With proper scheduling:

Storage stays bounded
Retention guarantees are enforced
Operational costs are predictable
Failure recovery remains fast

Supported Backends¶

Backend	Compaction Support	Notes
Memory	No-op	No persistence
JSON	Full rewrite	Atomic replace
Rotating Files	Segment rewrite	Per-file compaction
Redis Streams	XTRIM-based	Approximate trimming

When to Run Compaction¶

Recommended Intervals¶

Workload	Schedule
Low traffic	Daily
Medium traffic	Every 6–12 hours
High traffic	Hourly
Redis streams	Continuous / periodic

Rule of thumb:

Compaction should run more frequently than retention thresholds.

Scheduling Strategies¶

1. Cron-Based Scheduling (Recommended)¶

Use system cron or Kubernetes CronJobs.

Example (Linux cron):

0 2 * * * papyra persistence compact

Kubernetes CronJob:

schedule: "0 */6 * * *"

2. Orchestrator-Based Scheduling¶

Kubernetes Jobs
Nomad periodic jobs
Systemd timers

This is preferred in containerized environments.

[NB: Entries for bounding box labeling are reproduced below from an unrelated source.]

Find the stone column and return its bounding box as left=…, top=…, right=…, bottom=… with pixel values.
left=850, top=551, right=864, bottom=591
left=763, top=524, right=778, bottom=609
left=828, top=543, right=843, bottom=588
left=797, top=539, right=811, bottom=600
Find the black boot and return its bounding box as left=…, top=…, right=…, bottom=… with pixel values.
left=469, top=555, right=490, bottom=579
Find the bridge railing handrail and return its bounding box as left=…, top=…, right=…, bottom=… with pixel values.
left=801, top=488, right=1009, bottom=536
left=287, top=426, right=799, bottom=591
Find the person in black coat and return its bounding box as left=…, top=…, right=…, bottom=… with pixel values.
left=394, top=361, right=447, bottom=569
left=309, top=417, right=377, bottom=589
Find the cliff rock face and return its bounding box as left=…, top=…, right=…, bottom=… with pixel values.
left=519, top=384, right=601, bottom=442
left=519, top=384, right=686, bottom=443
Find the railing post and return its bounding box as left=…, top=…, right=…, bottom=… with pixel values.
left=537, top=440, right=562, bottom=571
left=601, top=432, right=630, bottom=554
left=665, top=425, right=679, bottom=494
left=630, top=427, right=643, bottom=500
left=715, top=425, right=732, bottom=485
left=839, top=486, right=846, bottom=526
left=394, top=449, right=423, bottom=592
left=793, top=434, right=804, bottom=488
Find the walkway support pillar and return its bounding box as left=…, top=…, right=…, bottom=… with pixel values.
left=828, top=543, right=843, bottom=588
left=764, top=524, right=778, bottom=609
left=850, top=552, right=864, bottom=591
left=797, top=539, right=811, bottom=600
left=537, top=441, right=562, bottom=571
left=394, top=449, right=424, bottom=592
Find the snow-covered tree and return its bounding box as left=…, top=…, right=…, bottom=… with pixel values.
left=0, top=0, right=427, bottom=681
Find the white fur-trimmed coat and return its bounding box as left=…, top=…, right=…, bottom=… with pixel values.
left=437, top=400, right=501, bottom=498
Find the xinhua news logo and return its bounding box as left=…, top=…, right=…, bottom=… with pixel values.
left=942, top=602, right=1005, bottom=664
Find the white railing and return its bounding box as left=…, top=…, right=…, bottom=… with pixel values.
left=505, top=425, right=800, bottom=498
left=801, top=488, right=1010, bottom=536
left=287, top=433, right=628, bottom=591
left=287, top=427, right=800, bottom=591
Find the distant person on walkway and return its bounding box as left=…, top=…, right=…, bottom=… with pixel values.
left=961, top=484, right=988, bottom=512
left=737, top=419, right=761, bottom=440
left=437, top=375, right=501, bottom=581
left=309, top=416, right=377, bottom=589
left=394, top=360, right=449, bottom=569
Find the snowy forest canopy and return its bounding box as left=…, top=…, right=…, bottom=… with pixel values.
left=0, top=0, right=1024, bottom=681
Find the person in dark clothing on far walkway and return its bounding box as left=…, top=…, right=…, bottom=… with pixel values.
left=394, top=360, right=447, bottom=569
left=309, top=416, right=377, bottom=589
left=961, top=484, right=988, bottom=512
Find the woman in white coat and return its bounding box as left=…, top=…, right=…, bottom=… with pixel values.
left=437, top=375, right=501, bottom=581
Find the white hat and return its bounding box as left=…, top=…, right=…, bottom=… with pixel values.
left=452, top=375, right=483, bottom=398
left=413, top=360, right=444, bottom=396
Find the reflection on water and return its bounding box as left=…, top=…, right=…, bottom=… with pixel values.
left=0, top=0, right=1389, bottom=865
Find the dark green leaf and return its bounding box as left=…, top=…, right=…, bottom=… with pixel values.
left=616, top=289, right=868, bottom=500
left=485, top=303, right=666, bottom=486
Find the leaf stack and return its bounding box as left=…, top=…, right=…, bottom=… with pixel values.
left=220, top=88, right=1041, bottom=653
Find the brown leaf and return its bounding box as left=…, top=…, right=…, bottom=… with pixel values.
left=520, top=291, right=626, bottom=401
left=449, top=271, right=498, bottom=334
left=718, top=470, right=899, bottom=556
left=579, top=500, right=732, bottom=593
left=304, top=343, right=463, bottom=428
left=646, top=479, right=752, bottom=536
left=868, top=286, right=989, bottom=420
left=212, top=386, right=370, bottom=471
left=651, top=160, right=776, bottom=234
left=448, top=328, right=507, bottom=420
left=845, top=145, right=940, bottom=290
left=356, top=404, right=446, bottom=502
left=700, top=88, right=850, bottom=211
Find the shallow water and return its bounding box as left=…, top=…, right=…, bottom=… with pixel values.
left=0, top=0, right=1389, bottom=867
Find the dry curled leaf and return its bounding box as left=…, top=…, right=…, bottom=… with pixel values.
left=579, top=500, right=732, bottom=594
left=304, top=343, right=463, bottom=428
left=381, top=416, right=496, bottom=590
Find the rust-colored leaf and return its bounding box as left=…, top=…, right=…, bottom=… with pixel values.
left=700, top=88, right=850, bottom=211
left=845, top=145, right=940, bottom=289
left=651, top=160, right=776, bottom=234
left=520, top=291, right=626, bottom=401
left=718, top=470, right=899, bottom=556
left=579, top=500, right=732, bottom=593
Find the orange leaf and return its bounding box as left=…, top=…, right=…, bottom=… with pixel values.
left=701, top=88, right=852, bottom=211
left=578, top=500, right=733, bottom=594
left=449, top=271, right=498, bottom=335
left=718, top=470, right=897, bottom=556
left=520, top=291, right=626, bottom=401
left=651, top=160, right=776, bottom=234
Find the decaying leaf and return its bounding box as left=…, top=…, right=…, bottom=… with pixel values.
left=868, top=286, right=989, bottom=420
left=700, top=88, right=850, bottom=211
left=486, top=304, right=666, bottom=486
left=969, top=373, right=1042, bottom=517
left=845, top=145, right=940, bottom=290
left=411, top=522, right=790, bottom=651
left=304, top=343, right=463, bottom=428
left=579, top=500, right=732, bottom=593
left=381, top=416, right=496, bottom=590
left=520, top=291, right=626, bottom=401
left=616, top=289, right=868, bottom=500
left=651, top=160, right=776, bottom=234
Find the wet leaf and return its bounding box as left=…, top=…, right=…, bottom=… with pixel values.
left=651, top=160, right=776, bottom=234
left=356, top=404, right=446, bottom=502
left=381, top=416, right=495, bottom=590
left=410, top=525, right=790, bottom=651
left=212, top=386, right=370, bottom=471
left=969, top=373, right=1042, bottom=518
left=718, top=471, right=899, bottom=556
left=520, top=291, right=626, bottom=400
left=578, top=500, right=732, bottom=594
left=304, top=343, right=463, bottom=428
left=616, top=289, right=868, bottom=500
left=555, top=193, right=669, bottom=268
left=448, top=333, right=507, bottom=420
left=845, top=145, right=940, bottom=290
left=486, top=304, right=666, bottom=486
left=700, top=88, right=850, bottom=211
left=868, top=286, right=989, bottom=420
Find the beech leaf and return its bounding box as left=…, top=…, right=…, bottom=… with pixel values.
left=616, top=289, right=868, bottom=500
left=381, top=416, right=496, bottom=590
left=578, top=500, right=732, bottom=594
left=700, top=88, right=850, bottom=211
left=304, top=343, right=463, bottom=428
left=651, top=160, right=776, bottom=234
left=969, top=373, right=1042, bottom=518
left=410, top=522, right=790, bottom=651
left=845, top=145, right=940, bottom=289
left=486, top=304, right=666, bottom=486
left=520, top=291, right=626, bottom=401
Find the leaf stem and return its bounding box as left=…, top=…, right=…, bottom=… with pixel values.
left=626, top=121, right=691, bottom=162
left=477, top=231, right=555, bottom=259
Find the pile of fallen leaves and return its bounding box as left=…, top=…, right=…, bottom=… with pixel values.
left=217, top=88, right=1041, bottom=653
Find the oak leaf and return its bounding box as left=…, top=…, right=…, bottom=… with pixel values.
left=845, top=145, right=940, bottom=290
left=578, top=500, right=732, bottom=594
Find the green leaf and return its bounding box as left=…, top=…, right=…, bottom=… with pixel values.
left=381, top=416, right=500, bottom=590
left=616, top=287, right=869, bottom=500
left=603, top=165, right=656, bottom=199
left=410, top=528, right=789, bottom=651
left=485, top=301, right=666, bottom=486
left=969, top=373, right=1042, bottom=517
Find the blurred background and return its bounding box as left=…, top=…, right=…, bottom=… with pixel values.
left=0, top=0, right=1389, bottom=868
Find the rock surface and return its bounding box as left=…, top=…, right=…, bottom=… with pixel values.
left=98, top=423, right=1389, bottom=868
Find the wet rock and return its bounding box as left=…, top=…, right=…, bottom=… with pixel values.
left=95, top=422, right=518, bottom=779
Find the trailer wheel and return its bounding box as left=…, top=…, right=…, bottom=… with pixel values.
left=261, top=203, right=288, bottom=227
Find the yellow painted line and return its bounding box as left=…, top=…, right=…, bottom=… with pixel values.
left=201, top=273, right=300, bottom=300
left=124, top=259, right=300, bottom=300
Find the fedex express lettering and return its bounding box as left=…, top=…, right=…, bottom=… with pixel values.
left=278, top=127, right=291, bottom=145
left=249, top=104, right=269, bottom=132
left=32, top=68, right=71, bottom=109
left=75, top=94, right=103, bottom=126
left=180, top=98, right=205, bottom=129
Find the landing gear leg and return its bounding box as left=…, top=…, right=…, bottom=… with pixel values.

3. Manual / Emergency Compaction¶

Use when:

Disk pressure alerts fire
After large incident recovery
Before migrations
Before backups

papyra persistence compact

Compaction Safety Model¶

Papyra compaction is designed to be safe by default:

Atomic file replacement
Temporary files only committed on success
Original data preserved until final swap
Failure leaves original storage intact

If compaction fails:

No data loss
Next run can retry safely

Interaction With Retention¶

Retention rules define eligibility. Compaction enforces physical deletion.

Example:

RetentionPolicy(
    max_records=10_000,
    max_age_seconds=86400
)

Without compaction:

Old records still exist on disk

With compaction:

Old records are physically removed

Redis-Specific Scheduling¶

Redis Streams compaction uses XTRIM.

Recommended Approach¶

Use approximate trimming (~)
Run compaction frequently
Avoid large trim operations

Config:

RedisStreamsConfig(
    approx_trim=True
)

Scheduling:

Hourly or continuous
Never large batch trims

Metrics to Monitor¶

Before and after compaction, monitor:

records_written
records_dropped
compactions_run
compaction_errors
Disk usage

CLI:

papyra metrics persistence

Warning Signs of Misconfiguration¶

Disk usage grows despite retention
Compaction runs but size does not shrink
Long startup scan times
Frequent recovery scans
Redis memory pressure

These indicate:

Compaction not scheduled
Retention misconfigured
Incorrect backend assumptions

Production Checklist¶

Before enabling compaction scheduling:

[ ] Retention policy explicitly defined
[ ] Compaction tested in staging
[ ] Backups verified
[ ] Metrics enabled
[ ] Alerts configured for failures

Recommended Defaults¶

Environment	Interval
Development	Manual
Staging	Daily
Production	1–6 hours
Redis-heavy	Continuous / hourly

Final Guidance¶

Retention without compaction is incomplete.

Treat compaction as a first-class operational task, not a maintenance afterthought.

If you schedule compaction correctly: - Papyra remains fast - Storage remains bounded - Failures remain recoverable

This is non-negotiable for long-running systems.